Lord of the Rings - Sauron
June 25, 2009

 - Project Date:May 25, 2004

Touted as the tallest Minimate to date, Sauron was the first Minimate available in The Lord of the Rings line. It was a Tower Records exclusive that you could buy at one price or combine with a LOTR DVD and buy at a reduced price.


These started out at around seven dollars a piece. Then went to five, then to three. Prior to Tower declaring bankruptcy they got as low as one dollar a piece. Each time the price dropped I bought a few more. I had a feeling it was the last three-incher that was going to be made.
There was so much potential in the Lord of the Rings Minimates. Take this guy for instance. The Big Bad, numero uno of the Second Age. Three piece cape, excellent helmet, pointy mace, All this detail, yet it maintains the minimalistic attributes that I (for one) love about Minimates. Even his gloves and boots have tampo applications.

 

I think the main problem with this line was timing. Sauron came out in May of 2004, the ToysRUs four-packs hit a month later, and the specialty market two-packs came the month after that. The problem is the last LOTR movie, Return of the King, hit theaters in December of 2003, five months prior. Sure, the extended DVD release hadn't come out yet, but LOTR had won its Oscars. Fans were moving on.



The Toybiz line of LOTR Action figures hung on for a while after the movies ended. Of course those had been available for years in mass market stores. I'm not an expert on that line, but I'd guess there were a couple hundred different figures made.



LOTR Minimates came too late and missed the boat. Frodo is headed to Valinor, and the Minimates are just sitting on the shore watching him go. There were probably a lot of factors that slowed the production. My first guess is the Art Asylum/PlayAlong collaboration that was necessary to get these made in the first place. Play Along had the LOTR license, while only AA could make Minimates. It added another link in the production chain that added more time for approvals and such.

Overall I think the biggest hurdle, was that they were simply started too late. They were announced in January of 2003. DST's Director Chuck Terceira commonly stated that it takes about a year from conception to store shelves. So even if all things went according to plan, these wouldn't have been out until after "Return of the King" was in theaters. Unless they were banking on a "Hobbit"-prequel, there wasn't time to get a lot of product out there.

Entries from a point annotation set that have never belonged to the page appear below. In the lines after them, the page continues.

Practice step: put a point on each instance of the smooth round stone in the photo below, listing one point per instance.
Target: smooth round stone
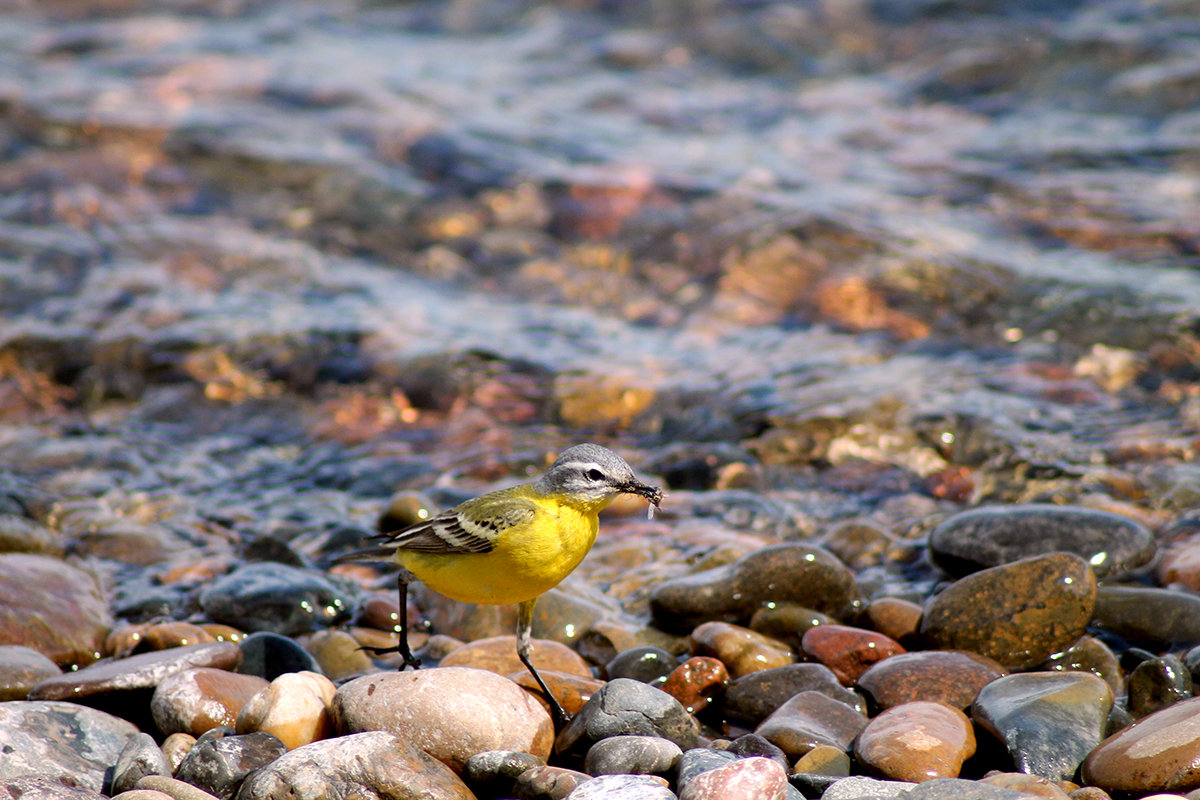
(202, 698)
(753, 698)
(985, 537)
(294, 707)
(498, 654)
(371, 764)
(139, 757)
(450, 713)
(270, 655)
(780, 573)
(1158, 753)
(744, 777)
(628, 707)
(1018, 614)
(144, 671)
(1156, 684)
(1151, 618)
(849, 651)
(1049, 721)
(631, 756)
(811, 719)
(696, 683)
(275, 597)
(21, 669)
(622, 787)
(69, 743)
(949, 677)
(646, 663)
(221, 764)
(66, 619)
(738, 648)
(916, 741)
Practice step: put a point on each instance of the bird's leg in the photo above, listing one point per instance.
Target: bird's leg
(525, 645)
(402, 648)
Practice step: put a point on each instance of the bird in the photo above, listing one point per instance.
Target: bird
(510, 546)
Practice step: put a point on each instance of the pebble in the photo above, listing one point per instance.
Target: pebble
(202, 698)
(631, 755)
(498, 654)
(450, 713)
(792, 573)
(949, 677)
(1158, 753)
(646, 663)
(1018, 614)
(21, 669)
(697, 683)
(270, 655)
(139, 757)
(294, 707)
(738, 648)
(745, 777)
(369, 764)
(622, 787)
(275, 597)
(1156, 684)
(849, 651)
(811, 719)
(1049, 721)
(66, 619)
(69, 743)
(628, 707)
(1151, 618)
(220, 764)
(753, 698)
(993, 535)
(139, 672)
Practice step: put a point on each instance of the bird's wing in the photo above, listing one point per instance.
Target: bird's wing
(468, 528)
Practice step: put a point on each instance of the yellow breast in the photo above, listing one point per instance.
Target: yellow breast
(528, 559)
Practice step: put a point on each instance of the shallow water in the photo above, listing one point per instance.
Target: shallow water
(264, 263)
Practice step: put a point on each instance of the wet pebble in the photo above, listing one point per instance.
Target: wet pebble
(743, 777)
(738, 648)
(1158, 753)
(198, 699)
(66, 619)
(753, 698)
(21, 669)
(1019, 613)
(985, 537)
(220, 764)
(849, 651)
(949, 677)
(498, 654)
(628, 707)
(450, 713)
(1157, 683)
(275, 597)
(696, 683)
(916, 741)
(1146, 617)
(792, 573)
(294, 707)
(631, 755)
(139, 757)
(811, 719)
(373, 763)
(1049, 721)
(67, 743)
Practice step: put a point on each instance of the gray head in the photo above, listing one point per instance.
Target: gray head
(594, 475)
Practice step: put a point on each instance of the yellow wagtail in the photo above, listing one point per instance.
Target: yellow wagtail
(513, 545)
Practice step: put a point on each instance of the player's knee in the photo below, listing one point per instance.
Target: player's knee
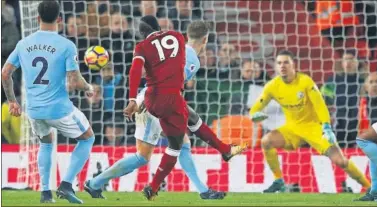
(147, 157)
(175, 142)
(46, 139)
(194, 121)
(340, 161)
(266, 142)
(86, 135)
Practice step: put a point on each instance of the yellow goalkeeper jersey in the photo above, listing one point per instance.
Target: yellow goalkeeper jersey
(300, 100)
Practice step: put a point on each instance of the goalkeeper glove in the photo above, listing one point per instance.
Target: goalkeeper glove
(258, 116)
(328, 133)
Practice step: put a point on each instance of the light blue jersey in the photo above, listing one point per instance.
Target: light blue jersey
(192, 63)
(45, 57)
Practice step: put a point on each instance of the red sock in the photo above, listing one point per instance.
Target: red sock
(166, 166)
(207, 135)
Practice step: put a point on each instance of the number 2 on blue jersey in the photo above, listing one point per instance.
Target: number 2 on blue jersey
(39, 79)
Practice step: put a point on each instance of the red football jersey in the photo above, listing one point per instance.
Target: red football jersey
(164, 57)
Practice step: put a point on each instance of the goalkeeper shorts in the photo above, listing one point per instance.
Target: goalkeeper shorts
(297, 134)
(72, 126)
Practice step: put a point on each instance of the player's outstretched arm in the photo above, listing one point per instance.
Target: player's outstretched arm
(76, 81)
(135, 77)
(262, 101)
(6, 77)
(323, 114)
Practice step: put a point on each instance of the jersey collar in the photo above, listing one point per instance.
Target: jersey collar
(151, 34)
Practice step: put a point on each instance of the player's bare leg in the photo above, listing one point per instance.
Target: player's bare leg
(65, 190)
(367, 141)
(168, 161)
(200, 129)
(270, 142)
(336, 156)
(44, 167)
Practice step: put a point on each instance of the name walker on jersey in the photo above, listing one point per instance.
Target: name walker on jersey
(47, 48)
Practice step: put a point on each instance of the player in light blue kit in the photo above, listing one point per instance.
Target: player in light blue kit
(148, 131)
(46, 60)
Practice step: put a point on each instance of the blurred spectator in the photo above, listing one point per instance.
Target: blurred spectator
(165, 24)
(208, 62)
(9, 38)
(182, 15)
(114, 132)
(9, 32)
(342, 91)
(148, 8)
(15, 6)
(97, 20)
(367, 11)
(113, 91)
(10, 125)
(368, 104)
(92, 108)
(334, 18)
(77, 33)
(120, 44)
(251, 74)
(228, 64)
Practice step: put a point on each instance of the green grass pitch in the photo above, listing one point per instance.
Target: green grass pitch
(30, 198)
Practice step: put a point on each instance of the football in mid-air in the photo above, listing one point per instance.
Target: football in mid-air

It's too bad too. It's a great line of Minimates. People were hoping for Cave Trolls and Ents and all the various creatures of Middle Earth. Think of the army builders, orcs, Uruk-hai, Elves, Dwarves, Rohirrim, Army of the Dead, Easterlings, Gondorians, et cetera. Since almost all the characters were humanoid they'd easily fit into the Minimate style.



This last photo was to prove that Sauron really wasn't the tallest Minimate to date despite Tower's claim he was. Gene Simmons little hair bob put him over the top by the narrowest of narrow margins. Nitpickers rejoice! :)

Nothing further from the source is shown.